Review by Priyanka Bhonsule (Hutt News) 23rd Feb 2011

The small audience in the small Blarney Stone Room at Molly Malone’s were treated to an enthusiastic production, with three teenagers trying to answer difficult questions about love.

Sam (Angela Fitzharris) has escaped from her claustrophobic small-town home to Waikato University (“far enough not to be able to visit every weekend”), where she meets Jay and Simon – two Drama students who lampoon their future professions as much as they revere it.

Jay (Gary Miller) falls for Sam soon after, and though hesitant about opening herself up to a new relationship, the two are soon officially a couple. However, it’s not all smooth sailing as the friendship between Jay and freewheeling Simon (Andrew Goddard) soon causes tension between the couple while Sam and Jay’s coupledom starts grating on Simon.

The different personalities of each actor come through really well – an acknowledgment of thorough character development. Jay and Sam are probably like a couple we all know – completely contrasting in their outlook in life but, as young love often does, willing to put their differences aside to be together.

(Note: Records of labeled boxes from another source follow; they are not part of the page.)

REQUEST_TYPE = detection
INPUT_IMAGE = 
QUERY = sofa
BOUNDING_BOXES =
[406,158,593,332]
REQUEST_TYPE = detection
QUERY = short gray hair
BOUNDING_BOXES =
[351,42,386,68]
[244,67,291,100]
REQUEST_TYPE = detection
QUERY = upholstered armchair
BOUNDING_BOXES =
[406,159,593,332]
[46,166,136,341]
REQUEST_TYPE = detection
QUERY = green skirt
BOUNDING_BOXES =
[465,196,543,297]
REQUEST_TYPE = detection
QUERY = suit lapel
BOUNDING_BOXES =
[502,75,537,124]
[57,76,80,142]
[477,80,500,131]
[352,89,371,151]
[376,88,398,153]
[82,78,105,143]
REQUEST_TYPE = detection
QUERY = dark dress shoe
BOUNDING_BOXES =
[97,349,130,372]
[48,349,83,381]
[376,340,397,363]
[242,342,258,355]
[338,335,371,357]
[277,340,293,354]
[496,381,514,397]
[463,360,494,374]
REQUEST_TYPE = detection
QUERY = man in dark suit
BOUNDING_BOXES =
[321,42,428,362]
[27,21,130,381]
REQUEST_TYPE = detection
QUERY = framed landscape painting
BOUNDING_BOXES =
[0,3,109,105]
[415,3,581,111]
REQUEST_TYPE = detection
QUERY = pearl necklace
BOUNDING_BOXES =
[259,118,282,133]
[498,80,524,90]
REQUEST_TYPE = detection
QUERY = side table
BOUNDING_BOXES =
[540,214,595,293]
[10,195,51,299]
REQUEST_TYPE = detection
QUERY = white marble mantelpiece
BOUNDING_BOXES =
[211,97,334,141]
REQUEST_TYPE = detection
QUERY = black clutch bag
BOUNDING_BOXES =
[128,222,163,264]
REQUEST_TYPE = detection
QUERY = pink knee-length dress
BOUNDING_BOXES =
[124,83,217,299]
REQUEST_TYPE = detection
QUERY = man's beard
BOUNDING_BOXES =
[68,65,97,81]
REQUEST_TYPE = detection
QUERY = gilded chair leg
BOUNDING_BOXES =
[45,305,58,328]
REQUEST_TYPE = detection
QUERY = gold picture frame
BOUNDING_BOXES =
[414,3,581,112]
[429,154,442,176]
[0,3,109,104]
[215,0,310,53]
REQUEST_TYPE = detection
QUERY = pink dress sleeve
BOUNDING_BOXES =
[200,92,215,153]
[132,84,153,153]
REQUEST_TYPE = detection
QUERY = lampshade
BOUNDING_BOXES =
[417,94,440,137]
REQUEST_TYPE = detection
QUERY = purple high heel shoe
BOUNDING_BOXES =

Jay is laidback, taking life as it comes yet eager to be let into Sam’s life – Miller does a great job in this role, with an easy smile, good timing and physical acting that elicits most of the laughs on the night.

Fitzharris too portrays the restrained Sam well, a character whose past haunts her and leads her to build a wall around herself to keep everyone out. She reverts to facts and figures in most situations, preferring to deal with things practically rather than let her emotions show through.

Goddard is excellent in his role as Simon, the product of a family on the move, forced to develop a loud, brash personality to get noticed. Simon is confident on the outside, fragile on the inside, again with a family past that weighs on his mind and Goddard renders him well.

For a low-budget Fringe production (I’m assuming) in a tiny space, the production values aren’t lost, with light and sound design and operation on the night going flawlessly. However, get there early to secure seats and if you’re short (like me) stick to the front two rows – the seats are like church pews and if stuck behind a tall person you will have to keep ducking between or over people’s heads to see.